Hammer time . . . Naylor Love apprentice builder James "Mouse" Riach hammers in a peg in the build of a new studio facility for the University of Otago's School of Music in North Dunedin. PHOTO: SHAWN MCAVINUE

“Golden days” lie ahead for Dunedin, as the city basks in good economic times and looks forward to a construction boom.

The latest Infometrics quarterly economic monitor, released this week, noted “strongly positive” economic indicators for the city for the year to March 2019, particular in the housing and construction sectors.

In addition, the city’s population has risen 2.7%, gross domestic product is up 2%, consumer spending has risen 3.6% and tourism expenditure is up 2.7%.

Infometrics senior economist Nick Brunsdon said average house prices in Dunedin rose 15%, to $432,494, in the year to March.

Across New Zealand, average house prices increased 1.3% to $683,516.

In addition, residential building consents rose 11.4%, and non-residential consents – including the construction of new commercial buildings – were up 17.5% in Dunedin, the report said.

Otago Chamber of Commerce chief executive Dougal McGowan said the city’s gold rush days might be in the past, but “we are about to enter into what I believe will be its golden days”.

“We have growth and we have work looking forward and, although that comes with challenges, these are also opportunities for the future,” Mr McGowan said.

With the Dunedin Hospital rebuild and central city redevelopments coming down the pipeline, it was an exciting time.

“For the first time in a couple of generations, we can re-vision our city and change how it will be for the next 50 years.

“Very seldom do you get the opportunity to effect a multi-generational change in our city-scape,” he said.
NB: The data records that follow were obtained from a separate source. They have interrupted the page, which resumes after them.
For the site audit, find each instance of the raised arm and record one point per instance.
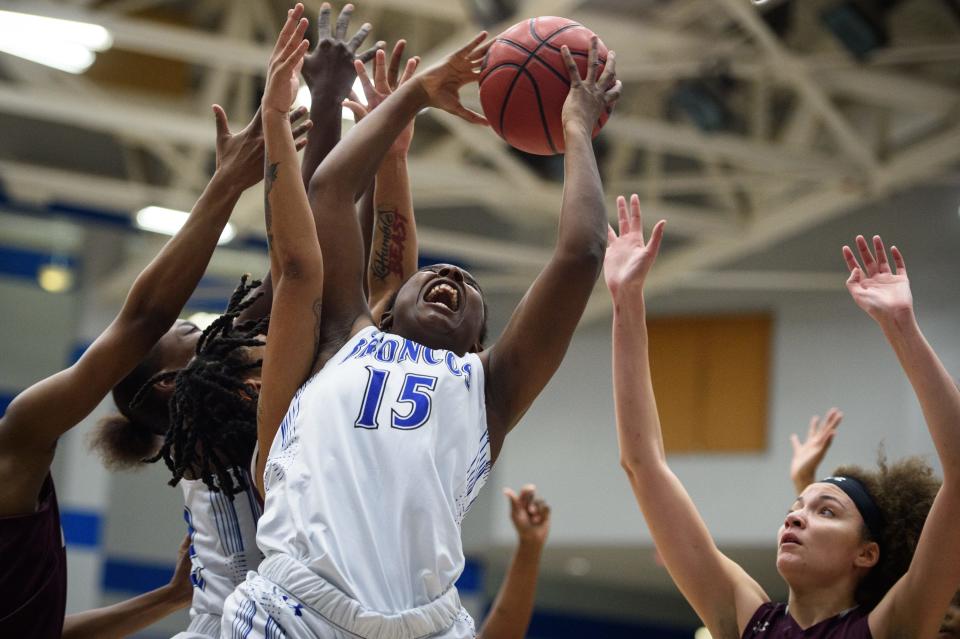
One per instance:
(915, 605)
(41, 414)
(509, 617)
(295, 256)
(353, 163)
(244, 150)
(127, 617)
(329, 74)
(808, 454)
(392, 243)
(536, 338)
(720, 592)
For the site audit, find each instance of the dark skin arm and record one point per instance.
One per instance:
(351, 166)
(133, 615)
(36, 419)
(536, 338)
(295, 255)
(510, 613)
(390, 242)
(329, 73)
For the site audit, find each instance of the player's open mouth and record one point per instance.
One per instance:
(443, 293)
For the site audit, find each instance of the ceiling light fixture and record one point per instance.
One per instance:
(303, 98)
(62, 44)
(168, 221)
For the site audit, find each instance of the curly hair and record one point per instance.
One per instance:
(392, 300)
(904, 492)
(213, 410)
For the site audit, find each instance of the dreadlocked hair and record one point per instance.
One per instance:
(903, 491)
(213, 410)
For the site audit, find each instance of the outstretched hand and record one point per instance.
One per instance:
(329, 67)
(240, 155)
(629, 257)
(442, 81)
(285, 62)
(808, 455)
(530, 514)
(589, 96)
(385, 81)
(875, 288)
(180, 583)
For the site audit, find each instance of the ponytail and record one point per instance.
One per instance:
(123, 444)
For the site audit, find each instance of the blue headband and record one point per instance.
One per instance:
(861, 498)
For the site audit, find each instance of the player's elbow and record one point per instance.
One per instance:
(585, 255)
(326, 183)
(301, 266)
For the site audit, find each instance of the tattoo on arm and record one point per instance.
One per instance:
(269, 177)
(317, 307)
(387, 258)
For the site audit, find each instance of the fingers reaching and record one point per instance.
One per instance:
(369, 54)
(323, 22)
(220, 117)
(572, 69)
(396, 57)
(609, 76)
(656, 237)
(293, 21)
(359, 111)
(410, 68)
(898, 260)
(359, 37)
(882, 265)
(480, 51)
(343, 22)
(380, 72)
(622, 216)
(469, 48)
(636, 219)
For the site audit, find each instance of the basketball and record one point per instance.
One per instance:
(524, 81)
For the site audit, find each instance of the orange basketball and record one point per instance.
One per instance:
(524, 81)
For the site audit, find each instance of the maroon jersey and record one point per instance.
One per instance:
(33, 571)
(771, 621)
Dunedin Mayor Dave Cull said Dunedin had experienced sustained growth in recent years and there was “a real buzz” about the city at present.

A significant number of the city’s new residents were in the 15 to 39 age group, and had been attracted here by greater opportunities and Dunedin’s “positive lifestyle offering”.

“The fact that a large cohort of new residents are in that working/family age bracket is a good sign that we are attracting the right kind of people to help ensure the economic sustainability of the city,” Mr Cull said.

However, the continued rapid increase in house prices was of concern, because it showed the housing supply was not keeping up with demand, Mr Cull said.

Established last year to investigate Dunedin’s long-term housing needs, the Mayor’s Taskforce for Housing recently recommended 16 action points to ensure affordable and accessible healthy homes.

The council had budgeted $130,000 each year for the next two financial years for this work, he said.

Mr McGowan also regarded the city’s housing cost and quality to be significant issues, along with the impact of forecast environmental issues and the cost to ratepayers and businesses of major city infrastructure projects.

“We also need to ensure that our success doesn’t mean we no longer meet our liveability targets for Dunedin,” Mr McGowan said.

Mr Cull said that, with about $10billion worth of construction projects forecast in the Otago region over the next 15 years (including the hospital rebuild), a construction workforce modelling project had been initiated to provide analysis of the labour demand required.